Storage and Indexing

Graph database storage is optimized for traversal, not sequential scans. Neo4j uses a native graph storage engine: nodes and relationships are stored in fixed-size records with direct pointers to adjacent relationships — following an edge is O(1) pointer dereference, not a join. Adjacency list per node: each node stores a doubly-linked list of its relationships. Traversal follows pointer chains — no index lookup needed for adjacent nodes. Property storage: properties are stored separately from node/relationship records; accessed when needed (lazy loading). Index types: B-tree index on node properties for entry-point queries (MATCH (u:User {email: “alice@example.com”}) uses an index on User.email to find the starting node).
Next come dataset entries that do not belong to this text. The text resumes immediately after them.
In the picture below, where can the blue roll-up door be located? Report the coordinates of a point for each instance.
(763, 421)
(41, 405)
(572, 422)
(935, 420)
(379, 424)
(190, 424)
Full-text index for text search within properties. Relationship traversal complexity: O(degree) per node hop, where degree is the number of relationships. Supernode problem: a node with millions of relationships (a celebrity in a social network) makes traversals through it expensive. Mitigation: partition supernode relationships by type; limit traversal depth near supernodes.

Graph Algorithms for Fraud and Recommendations

Graph algorithms unlock patterns invisible in relational databases. Fraud ring detection: fraudsters share devices, IP addresses, phone numbers, and email domains across multiple accounts. In a graph: accounts are nodes; shared attributes are edges. A connected component of accounts sharing devices and IPs is a fraud ring. Algorithm: weakly connected components (WCC) identifies clusters. Run periodically or in real time on new account registrations. If a new account shares a device with 3 known-fraudulent accounts: high fraud risk score. PageRank for trust scoring: accounts connected to many trusted accounts have higher trust. Attackers create isolated or weakly-connected accounts. Recommendation: collaborative filtering via graph — “users connected to Alice via LIKES relationships who also LIKES items not yet liked by Alice.” This is a 2-hop traversal. Graph neural networks (GNNs) learn node embeddings from graph structure — used by Pinterest (PinSage) and LinkedIn for recommendations at billion-node scale. Community detection (Louvain algorithm): identify clusters of densely connected users — interest communities, organizational hierarchies.

When to Use a Graph Database vs. Relational

Graph databases excel at: multi-hop traversals (“friends of friends who bought X”), variable-depth queries (“ancestors up to 5 levels up”), and highly connected data where relationship patterns are the primary query concern. Relational databases struggle with: recursive queries (self-joins or CTEs for multi-hop), variable-depth traversals (expensive recursive CTEs), and queries where the answer depends on graph structure (shortest path, connected components). Use graph database when: (1) Relationships are first-class — as important to query as the entities themselves. (2) Traversal depth is variable or unknown at schema design time. (3) The application needs graph algorithms (PageRank, community detection, shortest path). Use relational when: (1) Data is primarily tabular with well-defined foreign key relationships. (2) Most queries are point lookups or aggregations, not traversals. (3) You need strong ACID transactions across multiple entities (graph databases vary in ACID support). Hybrid approach: store relational data in PostgreSQL; sync a graph projection to Neo4j for graph-specific queries. Maintain both stores via CDC (change data capture).